Overall, five interdisciplinary aspects of biochemistry insights can be highlighted in this Special Issue (Figure 1):

• The Cod Otolith Study [13] and Anti-Müllerian Hormone (AMH) Research [14] both use proteins as biomarkers. The otolith proteome reflects environmental stress and life history, while AMH serves as a biomarker for ovarian reserve. These studies highlight biochemistry’s role in translating molecular signatures (proteins/hormones) into diagnostic or ecological insights. The benefits of further making use of natural biomaterials are best illustrated by the fact that hydrogels made with Tilapia fish can be used to treat burn wounds [17].
• Pseudomonas putida phenolic overproduction [16] and vanillin bioengineering [20] focus on manipulating metabolic pathways. Both use enzyme engineering to optimize yields of high-value compounds (p-coumaric acid, vanillin). These studies exemplify biochemistry’s role in sustainable bioproduction.
• The Isoquinoline Antibacterial [15] and Non-Steroidal Anti-Inflammatory Drugs Safety [21] Reviews address the biochemical challenge of balancing efficacy and safety. In the study of burn wound treatment [17], natural biomaterials could safe sources of hydrogels.

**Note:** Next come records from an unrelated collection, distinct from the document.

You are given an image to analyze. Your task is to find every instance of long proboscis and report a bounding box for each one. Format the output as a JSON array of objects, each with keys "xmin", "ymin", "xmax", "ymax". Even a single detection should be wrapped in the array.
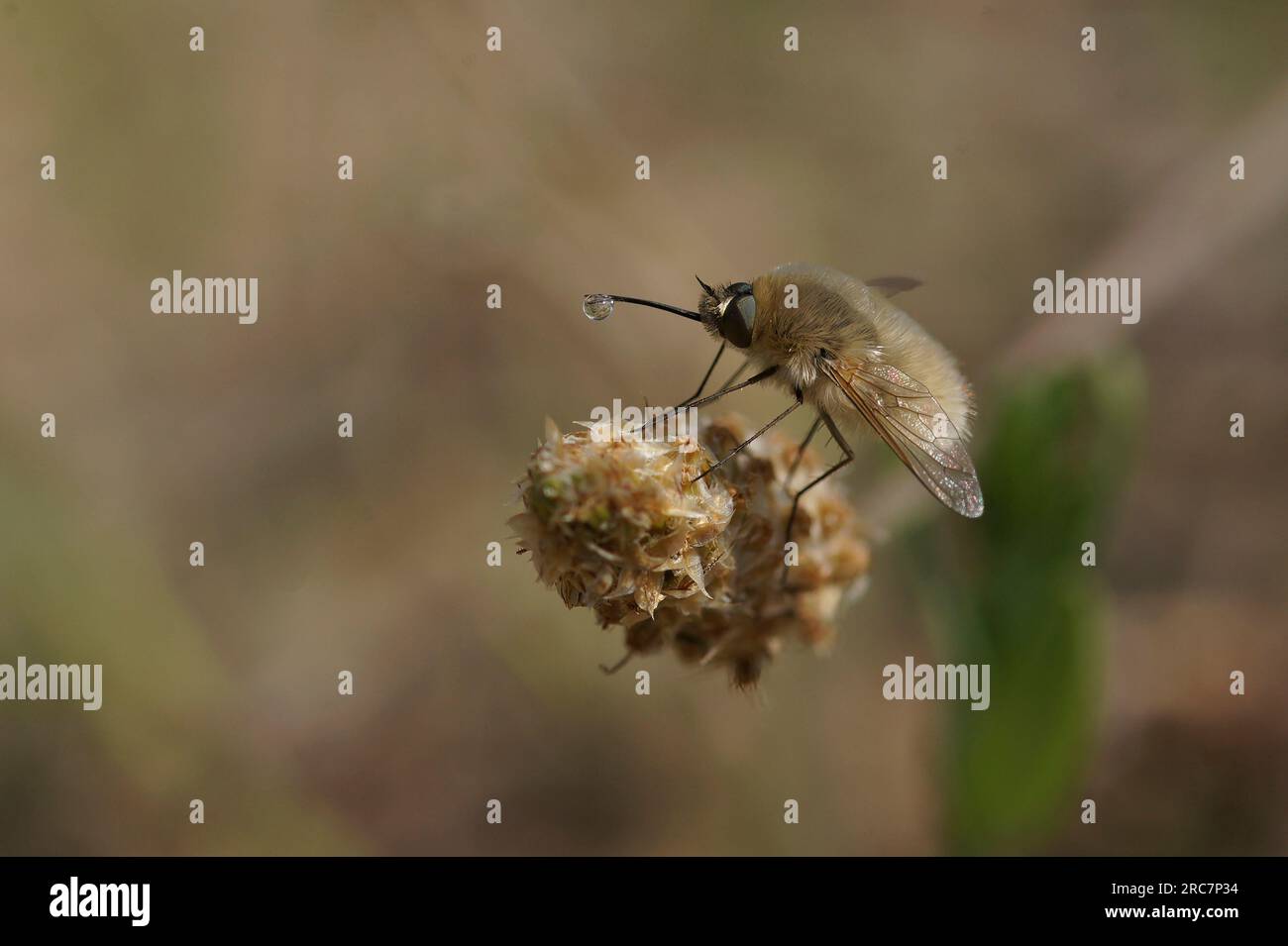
[{"xmin": 596, "ymin": 292, "xmax": 702, "ymax": 322}]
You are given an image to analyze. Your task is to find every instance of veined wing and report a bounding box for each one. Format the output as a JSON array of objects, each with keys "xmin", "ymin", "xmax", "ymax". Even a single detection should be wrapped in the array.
[{"xmin": 819, "ymin": 356, "xmax": 984, "ymax": 519}]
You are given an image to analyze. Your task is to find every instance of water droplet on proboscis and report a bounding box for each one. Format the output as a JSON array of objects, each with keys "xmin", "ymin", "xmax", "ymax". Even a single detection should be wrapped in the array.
[{"xmin": 581, "ymin": 295, "xmax": 613, "ymax": 322}]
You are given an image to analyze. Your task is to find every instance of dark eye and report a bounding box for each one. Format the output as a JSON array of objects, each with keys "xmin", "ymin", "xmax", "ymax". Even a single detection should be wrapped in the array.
[{"xmin": 720, "ymin": 291, "xmax": 756, "ymax": 349}]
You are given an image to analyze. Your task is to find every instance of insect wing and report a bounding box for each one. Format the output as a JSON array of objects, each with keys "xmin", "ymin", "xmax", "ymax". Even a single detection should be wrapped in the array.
[{"xmin": 820, "ymin": 357, "xmax": 984, "ymax": 519}]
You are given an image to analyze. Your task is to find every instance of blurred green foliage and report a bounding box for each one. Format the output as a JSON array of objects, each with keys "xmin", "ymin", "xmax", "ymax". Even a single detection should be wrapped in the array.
[{"xmin": 910, "ymin": 353, "xmax": 1145, "ymax": 853}]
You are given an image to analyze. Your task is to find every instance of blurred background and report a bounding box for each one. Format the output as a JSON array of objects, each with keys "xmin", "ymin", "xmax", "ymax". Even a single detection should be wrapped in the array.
[{"xmin": 0, "ymin": 0, "xmax": 1288, "ymax": 855}]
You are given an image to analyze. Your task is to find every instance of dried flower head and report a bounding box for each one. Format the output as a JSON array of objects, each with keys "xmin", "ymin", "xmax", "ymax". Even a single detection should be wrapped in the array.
[{"xmin": 510, "ymin": 416, "xmax": 870, "ymax": 686}]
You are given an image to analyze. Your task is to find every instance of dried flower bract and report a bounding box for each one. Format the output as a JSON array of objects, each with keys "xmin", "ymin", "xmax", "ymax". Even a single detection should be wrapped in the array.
[{"xmin": 510, "ymin": 416, "xmax": 870, "ymax": 686}]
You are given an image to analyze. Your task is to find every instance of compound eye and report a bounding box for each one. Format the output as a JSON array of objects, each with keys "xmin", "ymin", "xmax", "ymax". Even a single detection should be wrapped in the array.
[{"xmin": 720, "ymin": 291, "xmax": 756, "ymax": 349}]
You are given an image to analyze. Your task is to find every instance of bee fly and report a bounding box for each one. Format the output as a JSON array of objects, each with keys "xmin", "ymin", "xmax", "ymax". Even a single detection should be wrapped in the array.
[{"xmin": 583, "ymin": 263, "xmax": 984, "ymax": 577}]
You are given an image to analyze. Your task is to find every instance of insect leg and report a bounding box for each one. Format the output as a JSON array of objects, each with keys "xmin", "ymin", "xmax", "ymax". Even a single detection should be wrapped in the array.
[
  {"xmin": 675, "ymin": 341, "xmax": 729, "ymax": 410},
  {"xmin": 692, "ymin": 392, "xmax": 804, "ymax": 482},
  {"xmin": 686, "ymin": 365, "xmax": 778, "ymax": 407},
  {"xmin": 783, "ymin": 409, "xmax": 854, "ymax": 586},
  {"xmin": 783, "ymin": 417, "xmax": 823, "ymax": 486}
]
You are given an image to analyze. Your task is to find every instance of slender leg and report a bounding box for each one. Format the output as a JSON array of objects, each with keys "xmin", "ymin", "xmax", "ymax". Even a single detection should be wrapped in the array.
[
  {"xmin": 783, "ymin": 417, "xmax": 823, "ymax": 486},
  {"xmin": 686, "ymin": 365, "xmax": 778, "ymax": 407},
  {"xmin": 692, "ymin": 392, "xmax": 803, "ymax": 482},
  {"xmin": 622, "ymin": 353, "xmax": 752, "ymax": 434},
  {"xmin": 675, "ymin": 341, "xmax": 729, "ymax": 410},
  {"xmin": 783, "ymin": 409, "xmax": 854, "ymax": 586}
]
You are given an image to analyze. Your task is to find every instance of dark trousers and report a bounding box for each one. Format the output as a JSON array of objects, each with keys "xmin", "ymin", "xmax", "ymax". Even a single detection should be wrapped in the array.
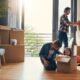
[
  {"xmin": 59, "ymin": 31, "xmax": 68, "ymax": 48},
  {"xmin": 41, "ymin": 59, "xmax": 57, "ymax": 70}
]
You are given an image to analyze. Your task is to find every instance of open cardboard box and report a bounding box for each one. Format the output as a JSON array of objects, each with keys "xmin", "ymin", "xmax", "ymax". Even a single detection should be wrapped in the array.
[{"xmin": 56, "ymin": 56, "xmax": 77, "ymax": 73}]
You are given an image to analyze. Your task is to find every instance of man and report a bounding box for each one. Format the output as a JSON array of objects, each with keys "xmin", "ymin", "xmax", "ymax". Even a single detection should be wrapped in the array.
[
  {"xmin": 39, "ymin": 40, "xmax": 61, "ymax": 70},
  {"xmin": 59, "ymin": 7, "xmax": 75, "ymax": 48}
]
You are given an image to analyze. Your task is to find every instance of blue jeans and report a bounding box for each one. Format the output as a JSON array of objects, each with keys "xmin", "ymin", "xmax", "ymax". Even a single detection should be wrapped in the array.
[
  {"xmin": 41, "ymin": 59, "xmax": 57, "ymax": 70},
  {"xmin": 59, "ymin": 31, "xmax": 68, "ymax": 48}
]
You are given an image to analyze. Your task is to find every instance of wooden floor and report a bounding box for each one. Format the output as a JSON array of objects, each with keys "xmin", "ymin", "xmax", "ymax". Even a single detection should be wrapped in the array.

• Oxidative Stress in Gastrointestinal Diseases [19] and Phenolic Compound Production [16] intersect through reactive oxygen species (ROS) and antioxidants. Phenolics (like p-coumaric acid) are natural antioxidants, suggesting potential applications in mitigating oxidative stress-related gastrointestinal diseases. This finding aligns with the review’s call for non-invasive treatments, possibly via nanomedicine or engineered antioxidants.
• DAHP Synthase Engineering [16] conducts enzyme modulation by reducing feedback inhibition to boost phenolic synthesis. These studies highlight biochemistry’s role in enzyme kinetics and inhibitor design for industrial/therapeutic applications (Figure 1). Related to the inhibitor design, the inhibitor of NMT isozymes, which is required for the myristoylation of SSP, can stop virus multiplication [18]. Biochemistry reveals nature’s mechanism and helps us to learn from nature to improve protein engineering, such as by using cysteine-based protein ligases and intein splicing [22].

This collection of Special Issue papers collectively illustrate biochemistry’s central role in addressing global challenges—environmental monitoring, sustainable production, drug development and health diagnostics (Figure 1). The papers emphasize the interplay between molecular mechanisms, translational applications and interdisciplinary collaboration, showcasing biochemistry as a dynamic field at the boundary between life sciences, medicine and sustainability. Allegorically, biochemistry represents a key cog in the “clock of the knowledge”, dynamically joining several scientific fields, such as chemistry, biology and medicine, among others, for perfect shared innovation and development (Figure 2).